Em um dos momentos mais delicados para a Ucrânia nos últimos meses da invasão russa de seu território, as forças de Moscou fecharam o cerco a uma cidade-chave no leste do país, enquanto a Otan, a aliança militar liderada pelos EUA, debate a natureza da ajuda militar a Kiev.
Unidades do Exército russo e do grupo mercenário Wagner, a serviço do Kremlin, tomaram posições em torno de Bakhmut que parecem ter inviabilizado a defesa da cidade, considerada um trampolim para a conquista do restante da província de Donetsk, que, com Lugansk já sob controle russo, forma o Donbass.
Essa área, no leste ucraniano, era um dos poucos objetivos declarados de Vladimir Putin quando o russo surpreendeu o mundo e invadiu o vizinho, ação que completará um ano daqui a dez dias. Ela foi anexada ilegalmente por Moscou em setembro, mesmo sem o controle total dos russos.

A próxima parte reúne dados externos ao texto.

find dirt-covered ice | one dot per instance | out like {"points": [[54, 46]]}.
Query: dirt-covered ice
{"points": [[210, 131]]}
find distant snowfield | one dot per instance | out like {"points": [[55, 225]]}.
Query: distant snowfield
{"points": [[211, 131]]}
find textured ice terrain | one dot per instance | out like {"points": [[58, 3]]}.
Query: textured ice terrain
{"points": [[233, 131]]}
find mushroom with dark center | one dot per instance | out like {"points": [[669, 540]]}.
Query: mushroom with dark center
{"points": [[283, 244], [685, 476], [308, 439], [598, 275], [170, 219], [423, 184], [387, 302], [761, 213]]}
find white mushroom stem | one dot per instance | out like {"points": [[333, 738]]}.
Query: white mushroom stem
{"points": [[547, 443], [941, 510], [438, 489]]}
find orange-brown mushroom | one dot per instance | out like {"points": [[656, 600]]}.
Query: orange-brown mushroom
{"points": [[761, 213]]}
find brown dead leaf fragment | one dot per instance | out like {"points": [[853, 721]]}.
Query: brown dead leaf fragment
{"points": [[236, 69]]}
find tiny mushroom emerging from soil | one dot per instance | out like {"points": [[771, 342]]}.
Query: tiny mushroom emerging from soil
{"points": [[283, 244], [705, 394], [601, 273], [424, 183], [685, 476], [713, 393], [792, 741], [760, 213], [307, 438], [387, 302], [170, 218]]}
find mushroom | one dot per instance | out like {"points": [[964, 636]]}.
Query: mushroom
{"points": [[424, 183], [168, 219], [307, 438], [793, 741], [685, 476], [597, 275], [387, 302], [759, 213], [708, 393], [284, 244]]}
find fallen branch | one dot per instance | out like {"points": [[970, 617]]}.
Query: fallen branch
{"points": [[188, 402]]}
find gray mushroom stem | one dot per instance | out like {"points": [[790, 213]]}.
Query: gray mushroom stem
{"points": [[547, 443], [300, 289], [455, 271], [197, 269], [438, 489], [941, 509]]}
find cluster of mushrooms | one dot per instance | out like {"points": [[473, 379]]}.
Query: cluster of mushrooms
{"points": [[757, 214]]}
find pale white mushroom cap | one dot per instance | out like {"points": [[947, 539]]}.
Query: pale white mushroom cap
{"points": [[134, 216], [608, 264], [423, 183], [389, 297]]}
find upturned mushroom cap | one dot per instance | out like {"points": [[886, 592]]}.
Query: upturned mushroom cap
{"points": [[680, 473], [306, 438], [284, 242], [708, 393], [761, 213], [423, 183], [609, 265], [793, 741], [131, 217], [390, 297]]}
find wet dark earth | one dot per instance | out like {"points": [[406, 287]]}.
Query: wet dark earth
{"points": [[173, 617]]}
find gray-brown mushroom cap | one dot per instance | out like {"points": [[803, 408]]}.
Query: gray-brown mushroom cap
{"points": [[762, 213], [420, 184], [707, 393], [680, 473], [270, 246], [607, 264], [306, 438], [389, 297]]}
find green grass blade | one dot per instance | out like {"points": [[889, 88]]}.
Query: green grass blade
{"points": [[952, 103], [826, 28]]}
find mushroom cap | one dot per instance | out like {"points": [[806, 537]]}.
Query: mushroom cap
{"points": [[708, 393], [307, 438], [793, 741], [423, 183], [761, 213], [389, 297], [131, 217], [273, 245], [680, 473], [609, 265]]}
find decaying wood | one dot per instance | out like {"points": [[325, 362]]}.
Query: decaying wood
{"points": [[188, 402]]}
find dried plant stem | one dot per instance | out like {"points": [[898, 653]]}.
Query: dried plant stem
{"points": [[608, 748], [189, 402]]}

Analistas divergem sobre a importância de Bakhmut, dado que é uma cidade menor comparada com a capital homônima da província, sob controle de separatistas russos desde a guerra civil iniciada em 2014, e de Kramatorsk, sede do governo ucraniano sobre os cerca de 50% restantes da região em poder de Kiev.
Para Michael Kofman, do americano CNA (Centro de Análises Navais), o “moedor de carne” estabelecido nos últimos meses na região não compensará uma eventual vitória russa. Não há dados oficiais disponíveis, mas governos ocidentais estimam que a maior taxa de baixas de Moscou na guerra ocorre naquela frente, em especial entre os mercenários.
Já o analista russo Ivan Barabanov, que escreve para publicações de defesa, aponta que os reforços da convocação de 320 mil reservistas por Putin no final do ano passado têm garantido a escalada das últimas semanas. “Infelizmente, isso é a guerra. Mas nosso lado tem mais soldados”, afirmou.
Tal assertiva já foi feita pelo governo ucraniano de Volodimir Zelenski e pela Otan, cujos ministros da Defesa estão reunidos nestas terça (14) e quarta-feira (15) em Bruxelas para discutir temas relativos à guerra. No centro do debate, o fornecimento de armas para Kiev.
Após ter assegurado a promessa de cerca de 140 tanques de guerra alemães de diversos países, algo que vinha sendo negado porque a aliança militar temia melindrar o Kremlin com uma arma mais poderosa, Zelenski está em campanha aberta para recompor sua Força Aérea com caças ocidentais.
A Otan já deixou claro que, mesmo que tome essa decisão, algo difícil, pois aumentaria o risco de ver Kiev usar suas armas contra o território russo, ela não seria imediata. “Defesa aérea foi um foco, e agora armamento pesado, [blindados] Strykers e Bradleys, veículos de combate de infantaria, morteiros da Alemanha e tanques de guerra”, afirmou o norueguês Jens Stoltenberg, secretário-geral da Otan.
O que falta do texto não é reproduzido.